Among the many questions David Gomberg and Justin Heimberg pose in their hilarious book Would You Rather is the following:

“Would you rather…
Become increasingly intelligent with the consumption of alcohol, but also become increasingly convinced you are Gloria Estefan
OR
Have a firm grasp of Roman numerals but look exactly like Weird Al Yankovic?”

(Brand X Pictures)

Well, that’s a tough one. Seriously. It’s a classic problem of apples and oranges—or maybe, given the absurdity of the alternatives, a problem of apples and, say, cut-off jeans shorts—two things that are thoroughly incommensurable. Fortunately, those are not real choices.
In fact there are plenty of cases where we do have to choose, and where the choices matter. How about choosing between vaccinating a child and sending her to school? How about choosing between putting a roof on your house and putting dinner on your table? Granted, these sets of alternatives are not quite as incommensurable as the ones above—but whatever they lack in silliness, they more than make up for in starkness and importance. These are the kinds of questions the poor face every day, and the kind we also face (whether we realize it or not) when we design and implement programs to help alleviate poverty.
Here too our instinct is to defer to the preferences of the beneficiaries who will ultimately receive vaccinations or school fees, roofs or dinners.
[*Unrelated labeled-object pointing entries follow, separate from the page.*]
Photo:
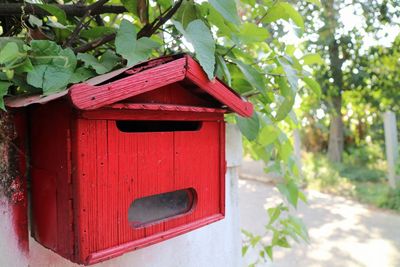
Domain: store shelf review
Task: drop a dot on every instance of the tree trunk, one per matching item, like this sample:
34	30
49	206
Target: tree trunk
336	132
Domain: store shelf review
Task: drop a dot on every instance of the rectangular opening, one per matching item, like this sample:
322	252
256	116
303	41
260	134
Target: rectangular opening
157	126
152	209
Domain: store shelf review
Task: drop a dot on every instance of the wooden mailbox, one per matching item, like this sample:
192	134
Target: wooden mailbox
129	158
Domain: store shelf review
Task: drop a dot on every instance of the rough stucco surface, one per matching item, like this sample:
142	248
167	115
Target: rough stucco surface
10	255
215	245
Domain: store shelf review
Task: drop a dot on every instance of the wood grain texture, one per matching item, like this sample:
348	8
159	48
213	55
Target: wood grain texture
129	166
50	174
87	172
217	89
86	97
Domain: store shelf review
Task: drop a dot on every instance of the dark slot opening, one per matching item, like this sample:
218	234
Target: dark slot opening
155	208
157	126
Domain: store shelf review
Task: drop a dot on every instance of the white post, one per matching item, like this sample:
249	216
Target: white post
297	149
392	151
215	245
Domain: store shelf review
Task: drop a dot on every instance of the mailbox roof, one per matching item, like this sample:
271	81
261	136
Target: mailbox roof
108	89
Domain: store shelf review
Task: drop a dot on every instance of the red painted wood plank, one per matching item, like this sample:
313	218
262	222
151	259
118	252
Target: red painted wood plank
85	97
166	107
114	114
217	89
144	242
19	203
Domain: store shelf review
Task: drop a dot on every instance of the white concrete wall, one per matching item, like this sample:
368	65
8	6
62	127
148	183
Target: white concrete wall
215	245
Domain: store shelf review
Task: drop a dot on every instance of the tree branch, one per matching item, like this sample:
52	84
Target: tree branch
15	9
146	31
90	9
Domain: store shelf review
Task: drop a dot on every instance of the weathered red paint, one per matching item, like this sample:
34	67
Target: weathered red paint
86	172
19	199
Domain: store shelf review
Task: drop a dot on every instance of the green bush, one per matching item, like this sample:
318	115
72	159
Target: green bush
363	155
392	200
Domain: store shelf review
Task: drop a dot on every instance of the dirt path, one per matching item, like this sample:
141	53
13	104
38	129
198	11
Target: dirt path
343	232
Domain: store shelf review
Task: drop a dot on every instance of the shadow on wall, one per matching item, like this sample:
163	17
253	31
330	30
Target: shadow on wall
8	239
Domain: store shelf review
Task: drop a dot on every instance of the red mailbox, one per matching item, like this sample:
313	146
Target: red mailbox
129	158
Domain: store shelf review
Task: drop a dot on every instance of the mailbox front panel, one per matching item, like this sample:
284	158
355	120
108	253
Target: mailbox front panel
117	165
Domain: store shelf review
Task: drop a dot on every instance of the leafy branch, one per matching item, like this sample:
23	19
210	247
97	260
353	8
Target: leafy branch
78	10
146	31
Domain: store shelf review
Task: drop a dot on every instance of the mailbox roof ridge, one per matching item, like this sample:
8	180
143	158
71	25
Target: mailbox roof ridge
118	85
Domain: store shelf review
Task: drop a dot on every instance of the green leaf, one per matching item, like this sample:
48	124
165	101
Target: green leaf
244	250
283	188
81	74
106	62
291	74
313	85
227	8
255	240
187	13
285	11
311	59
252	75
130	5
315	2
131	49
224	69
268	135
35	21
44	51
251	33
50	78
10	52
249	126
284	108
97	32
66	59
282	242
273	214
285	150
293	193
203	43
25	66
55	11
214	17
3	92
269	251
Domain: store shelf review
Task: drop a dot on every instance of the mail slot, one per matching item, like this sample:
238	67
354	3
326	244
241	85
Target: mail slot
129	159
But how do we elicit these preferences across entire communities, much less entire countries or regions? How do we identify the alternative that the most people will like best?
We in the developed world have at least two types of powerful tools at our fingertips to answer these questions. One is a democratic, taste-matching approach. This is the sort of tool Amazon and Netflix (and many other companies) use to make recommendations: “Customers who bought this also liked that.”  The other is an expert-based approach. Think of the Michelin restaurant guides, or of the website Opinionated About Dining, which allows members to review restaurants, but weights their reviews based on the quality of the other restaurants they’ve eaten in previously.
In developing countries, at least two more approaches are in use. First, aid organizations are increasingly turning to “participatory assessments,” which ask groups of beneficiaries directly what kinds of goods and services they want most. Second, there is the ultimate in deference to individual taste: just give recipients cash, and let them spend it however they choose.
All four of these methods have their advantages and drawbacks, which we explore in a Foreign Policy article at greater length. None is perfect. And so the questions remain: Boozy Gloria Estefan or MCMXCVII-wielding Weird Al? Food or shelter?